The Corporate Transparency Act remains in effect for most taxpayers despite one court's ruling that it is unconstitutional with respect to those plaintiffs.
Under the legislation, nearly all entities formed or registered to conduct business in the United States must report beneficial ownership information to the Financial Crimes Enforcement Network. The law was designed to limit taxpayers' ability to use shell companies and ownership structures that can allow money laundering and other criminal activity to take place through those entities.
The reach of the legislation is incredibly broad. Most small businesses are subject to the new rules, and failure to fully comply with the beneficial ownership reporting requirements can result in significant civil and criminal penalties.
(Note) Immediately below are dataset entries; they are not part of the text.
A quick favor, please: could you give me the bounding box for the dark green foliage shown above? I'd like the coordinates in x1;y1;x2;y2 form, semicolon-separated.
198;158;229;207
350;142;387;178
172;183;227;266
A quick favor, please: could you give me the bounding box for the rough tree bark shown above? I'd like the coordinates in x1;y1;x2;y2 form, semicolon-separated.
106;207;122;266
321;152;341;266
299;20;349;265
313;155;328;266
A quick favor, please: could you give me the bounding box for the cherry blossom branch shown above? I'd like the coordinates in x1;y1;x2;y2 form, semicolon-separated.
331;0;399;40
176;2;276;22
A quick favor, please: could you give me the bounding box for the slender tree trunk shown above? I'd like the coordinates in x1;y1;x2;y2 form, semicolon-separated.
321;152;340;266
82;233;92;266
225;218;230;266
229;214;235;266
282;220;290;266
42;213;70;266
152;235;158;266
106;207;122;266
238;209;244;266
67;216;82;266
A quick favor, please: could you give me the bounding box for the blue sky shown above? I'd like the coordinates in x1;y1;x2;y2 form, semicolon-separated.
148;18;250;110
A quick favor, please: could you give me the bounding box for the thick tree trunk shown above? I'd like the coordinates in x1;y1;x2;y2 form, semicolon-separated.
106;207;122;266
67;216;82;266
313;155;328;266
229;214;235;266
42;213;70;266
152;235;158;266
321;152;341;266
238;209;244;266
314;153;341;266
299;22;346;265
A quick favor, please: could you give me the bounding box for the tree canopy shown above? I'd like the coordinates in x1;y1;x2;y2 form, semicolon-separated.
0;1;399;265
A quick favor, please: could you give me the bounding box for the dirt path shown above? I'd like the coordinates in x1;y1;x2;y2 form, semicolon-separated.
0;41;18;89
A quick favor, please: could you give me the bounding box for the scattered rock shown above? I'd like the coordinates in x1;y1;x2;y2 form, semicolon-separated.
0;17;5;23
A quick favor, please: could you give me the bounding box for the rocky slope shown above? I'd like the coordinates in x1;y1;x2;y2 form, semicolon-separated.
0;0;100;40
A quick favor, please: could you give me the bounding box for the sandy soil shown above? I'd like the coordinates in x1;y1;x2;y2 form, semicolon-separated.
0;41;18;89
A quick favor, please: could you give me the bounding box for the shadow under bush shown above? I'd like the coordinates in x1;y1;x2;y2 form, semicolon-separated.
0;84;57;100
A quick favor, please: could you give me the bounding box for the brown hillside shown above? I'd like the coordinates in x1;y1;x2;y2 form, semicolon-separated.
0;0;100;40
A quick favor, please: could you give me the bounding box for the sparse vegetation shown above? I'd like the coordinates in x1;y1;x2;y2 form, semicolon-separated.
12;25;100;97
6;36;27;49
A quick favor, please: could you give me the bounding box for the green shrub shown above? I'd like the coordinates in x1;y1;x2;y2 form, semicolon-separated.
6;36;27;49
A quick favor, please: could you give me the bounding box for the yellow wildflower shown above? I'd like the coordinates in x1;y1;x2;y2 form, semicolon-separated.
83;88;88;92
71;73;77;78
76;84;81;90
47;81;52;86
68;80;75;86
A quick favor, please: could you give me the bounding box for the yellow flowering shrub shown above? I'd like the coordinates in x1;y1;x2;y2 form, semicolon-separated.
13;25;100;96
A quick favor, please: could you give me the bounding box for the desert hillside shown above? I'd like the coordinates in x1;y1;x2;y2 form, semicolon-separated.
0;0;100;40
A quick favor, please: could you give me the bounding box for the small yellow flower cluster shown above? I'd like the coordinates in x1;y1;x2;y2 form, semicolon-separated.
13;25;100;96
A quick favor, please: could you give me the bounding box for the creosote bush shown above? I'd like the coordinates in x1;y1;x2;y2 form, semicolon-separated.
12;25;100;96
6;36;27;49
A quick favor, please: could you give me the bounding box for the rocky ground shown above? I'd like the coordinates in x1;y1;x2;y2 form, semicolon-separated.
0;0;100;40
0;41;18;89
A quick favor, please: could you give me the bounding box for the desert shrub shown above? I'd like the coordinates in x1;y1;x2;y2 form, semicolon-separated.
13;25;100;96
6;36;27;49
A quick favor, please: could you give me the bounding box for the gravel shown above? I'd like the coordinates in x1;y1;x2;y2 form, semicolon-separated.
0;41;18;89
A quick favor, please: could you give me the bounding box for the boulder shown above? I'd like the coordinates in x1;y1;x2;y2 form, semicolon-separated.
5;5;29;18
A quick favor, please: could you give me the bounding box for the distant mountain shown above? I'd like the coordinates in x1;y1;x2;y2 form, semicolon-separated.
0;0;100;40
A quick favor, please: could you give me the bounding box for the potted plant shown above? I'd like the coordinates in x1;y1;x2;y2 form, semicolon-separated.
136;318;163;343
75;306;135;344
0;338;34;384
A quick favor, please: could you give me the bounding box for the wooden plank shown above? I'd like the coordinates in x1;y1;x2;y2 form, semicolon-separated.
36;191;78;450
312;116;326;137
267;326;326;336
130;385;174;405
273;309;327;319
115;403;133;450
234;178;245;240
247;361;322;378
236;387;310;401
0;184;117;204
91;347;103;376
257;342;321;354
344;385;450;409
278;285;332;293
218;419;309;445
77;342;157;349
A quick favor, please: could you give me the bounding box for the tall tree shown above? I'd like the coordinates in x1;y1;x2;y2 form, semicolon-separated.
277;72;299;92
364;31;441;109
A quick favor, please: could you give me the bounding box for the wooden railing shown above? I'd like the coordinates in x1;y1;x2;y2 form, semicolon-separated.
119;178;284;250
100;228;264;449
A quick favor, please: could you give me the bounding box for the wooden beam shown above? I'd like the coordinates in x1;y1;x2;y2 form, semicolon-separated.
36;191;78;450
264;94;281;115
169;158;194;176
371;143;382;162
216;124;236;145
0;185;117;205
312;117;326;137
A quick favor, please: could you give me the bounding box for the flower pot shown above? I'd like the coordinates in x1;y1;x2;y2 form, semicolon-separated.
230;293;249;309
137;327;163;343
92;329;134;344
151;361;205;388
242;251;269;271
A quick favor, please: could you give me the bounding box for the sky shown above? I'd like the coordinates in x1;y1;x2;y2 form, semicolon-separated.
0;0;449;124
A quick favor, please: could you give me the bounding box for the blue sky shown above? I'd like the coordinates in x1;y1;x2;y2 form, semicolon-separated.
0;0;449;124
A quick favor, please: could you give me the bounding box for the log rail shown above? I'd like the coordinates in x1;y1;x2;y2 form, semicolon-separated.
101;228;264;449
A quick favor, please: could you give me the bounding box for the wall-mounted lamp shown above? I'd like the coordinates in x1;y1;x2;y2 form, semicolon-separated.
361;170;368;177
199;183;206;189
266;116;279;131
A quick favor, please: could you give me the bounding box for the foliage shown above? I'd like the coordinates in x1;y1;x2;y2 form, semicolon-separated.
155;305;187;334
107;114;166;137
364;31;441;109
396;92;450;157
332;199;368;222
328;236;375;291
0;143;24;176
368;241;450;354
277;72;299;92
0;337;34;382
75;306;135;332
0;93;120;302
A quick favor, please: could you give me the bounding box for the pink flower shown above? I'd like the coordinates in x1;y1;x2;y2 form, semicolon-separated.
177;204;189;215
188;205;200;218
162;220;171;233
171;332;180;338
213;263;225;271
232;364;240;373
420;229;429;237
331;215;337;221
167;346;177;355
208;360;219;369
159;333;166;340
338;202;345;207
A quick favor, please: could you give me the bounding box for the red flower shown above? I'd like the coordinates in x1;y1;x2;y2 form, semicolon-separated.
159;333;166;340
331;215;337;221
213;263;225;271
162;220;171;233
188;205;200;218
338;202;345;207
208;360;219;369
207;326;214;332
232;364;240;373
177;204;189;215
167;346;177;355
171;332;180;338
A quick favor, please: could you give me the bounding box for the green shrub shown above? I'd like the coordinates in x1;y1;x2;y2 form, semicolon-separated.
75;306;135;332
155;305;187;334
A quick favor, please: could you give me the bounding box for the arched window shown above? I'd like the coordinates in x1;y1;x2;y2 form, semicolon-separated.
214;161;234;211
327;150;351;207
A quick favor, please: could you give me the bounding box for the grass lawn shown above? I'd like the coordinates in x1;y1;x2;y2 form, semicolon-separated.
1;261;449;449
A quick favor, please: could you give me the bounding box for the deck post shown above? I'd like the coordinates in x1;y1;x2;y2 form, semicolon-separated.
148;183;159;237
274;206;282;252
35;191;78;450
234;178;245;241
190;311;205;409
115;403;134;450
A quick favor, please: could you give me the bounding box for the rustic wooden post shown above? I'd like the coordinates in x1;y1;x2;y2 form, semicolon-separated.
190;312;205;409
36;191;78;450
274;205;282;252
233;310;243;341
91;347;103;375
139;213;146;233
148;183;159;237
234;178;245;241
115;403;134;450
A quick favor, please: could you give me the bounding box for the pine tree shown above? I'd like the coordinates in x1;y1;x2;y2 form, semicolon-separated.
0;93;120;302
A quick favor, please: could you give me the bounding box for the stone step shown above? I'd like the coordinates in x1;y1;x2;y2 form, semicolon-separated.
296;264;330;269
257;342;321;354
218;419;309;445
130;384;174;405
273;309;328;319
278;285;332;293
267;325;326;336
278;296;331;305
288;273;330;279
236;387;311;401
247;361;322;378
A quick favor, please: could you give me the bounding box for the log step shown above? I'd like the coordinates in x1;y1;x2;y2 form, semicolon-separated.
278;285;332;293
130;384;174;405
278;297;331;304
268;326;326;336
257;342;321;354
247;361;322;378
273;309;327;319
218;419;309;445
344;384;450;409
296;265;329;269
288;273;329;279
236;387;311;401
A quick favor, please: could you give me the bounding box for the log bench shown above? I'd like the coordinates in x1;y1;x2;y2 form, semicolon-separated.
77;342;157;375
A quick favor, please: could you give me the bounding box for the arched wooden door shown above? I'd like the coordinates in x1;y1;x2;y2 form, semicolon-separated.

Now, FinCEN has recently updated its guidance to provide additional details on who is required to comply.
This new guidance can significantly affect business owners who are contemplating winding down operations — and even newly created entities that are quickly dissolved.
Who Has to File With FinCEN?
FinCEN's new beneficial ownership reporting obligations apply to all domestic "reporting companies." That includes C corporations, S corporations, LLCs (including single-member LLCs), limited partnerships and any other entity formed by filing a document with a secretary of state in the United States.
Reports must contain basic information about the individuals who hold ownership interests in the entity, such as the owner's (1) full legal name, (2) date of birth, (3) address, (4) identifying number from the individual's ID (driver's license or passport) and (5) a copy of the ID used.
Entities created before Jan. 1, 2024, are required to file their report containing required beneficial ownership before Jan. 1, 2025. Entities registered after Jan. 1, 2024, will have 90 days from the date their registration becomes effective to report the required information. This 90-day deadline is reduced to 30 days starting in 2025.